The palace courtyard bustled with morning activity as they emerged—blinking in gray daylight that felt harsh after hours of torch-lit stone. Servants hurried about their duties, nobles prepared for daily intrigue, the ordinary business of royal life continuing as if nothing had changed. As if seven people weren’t fighting for their lives because of a feast gone catastrophically wrong.
Their horses waited near the gates, saddled with the efficiency of people eager to see unwanted guests depart. The smell of leather and horse sweat mixed with smoke from breakfast fires, creating an atmosphere that should have been comforting but instead felt like the prelude to a very long journey to nowhere in particular.
Hugo stood beside the animals, his massive frame radiating barely contained fury that made even the warhorses dance nervously. When he spotted them, relief flickered across his scarred features before being quickly suppressed by something that looked suspiciously like paternal rage directed at the world in general.
“My lord,” he said formally, though his voice carried enough underlying wrath to make nearby courtiers suddenly discover urgent business elsewhere. “All stands ready for departure.”

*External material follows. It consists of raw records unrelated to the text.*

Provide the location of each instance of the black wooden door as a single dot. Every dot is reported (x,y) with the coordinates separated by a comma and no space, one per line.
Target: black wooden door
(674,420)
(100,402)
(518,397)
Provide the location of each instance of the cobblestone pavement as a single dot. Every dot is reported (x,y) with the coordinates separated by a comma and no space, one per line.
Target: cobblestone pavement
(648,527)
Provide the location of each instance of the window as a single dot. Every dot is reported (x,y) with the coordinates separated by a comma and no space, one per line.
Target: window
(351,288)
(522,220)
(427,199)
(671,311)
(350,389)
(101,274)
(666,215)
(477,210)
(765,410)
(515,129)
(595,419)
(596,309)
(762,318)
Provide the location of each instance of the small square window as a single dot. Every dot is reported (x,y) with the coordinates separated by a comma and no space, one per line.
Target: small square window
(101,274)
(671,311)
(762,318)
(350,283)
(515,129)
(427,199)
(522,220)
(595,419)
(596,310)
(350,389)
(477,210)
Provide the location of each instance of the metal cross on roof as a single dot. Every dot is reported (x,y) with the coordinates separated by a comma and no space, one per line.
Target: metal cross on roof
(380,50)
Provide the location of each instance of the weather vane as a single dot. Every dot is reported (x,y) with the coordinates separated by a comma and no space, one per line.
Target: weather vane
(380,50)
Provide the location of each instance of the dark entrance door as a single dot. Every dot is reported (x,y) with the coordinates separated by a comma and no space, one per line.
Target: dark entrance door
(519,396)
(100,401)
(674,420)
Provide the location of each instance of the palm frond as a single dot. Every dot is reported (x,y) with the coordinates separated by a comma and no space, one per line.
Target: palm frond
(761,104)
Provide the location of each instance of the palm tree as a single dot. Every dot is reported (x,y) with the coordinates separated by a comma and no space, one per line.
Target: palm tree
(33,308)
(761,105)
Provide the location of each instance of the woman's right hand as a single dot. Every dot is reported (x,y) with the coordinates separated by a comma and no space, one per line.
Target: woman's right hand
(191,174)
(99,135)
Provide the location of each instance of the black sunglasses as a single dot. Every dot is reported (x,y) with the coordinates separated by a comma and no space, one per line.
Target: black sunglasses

But it was the figure in emerald velvet who made Rachel’s throat tighten with unexpected emotion. Isolde stood beside the horses like a pillar of controlled fury, her dark eyes blazing with an intensity that could have melted stone. Even in the gray morning light, she radiated authority and barely leashed violence that made several passing servants give her a wide berth.
Her expensive French perfume—roses and something darker, more mysterious—reached Rachel even across the courtyard, a reminder of wealth and influence that felt like another world compared to their current circumstances.
“Sister,” Tristan said quietly, his voice hoarse from hours of recrimination and fear.
“Brother.” Her tone was clipped, professional, but she caught the tremor beneath the control—the slight tightening around her eyes that spoke of someone fighting their own battles. “I bring word from Geoffrey.”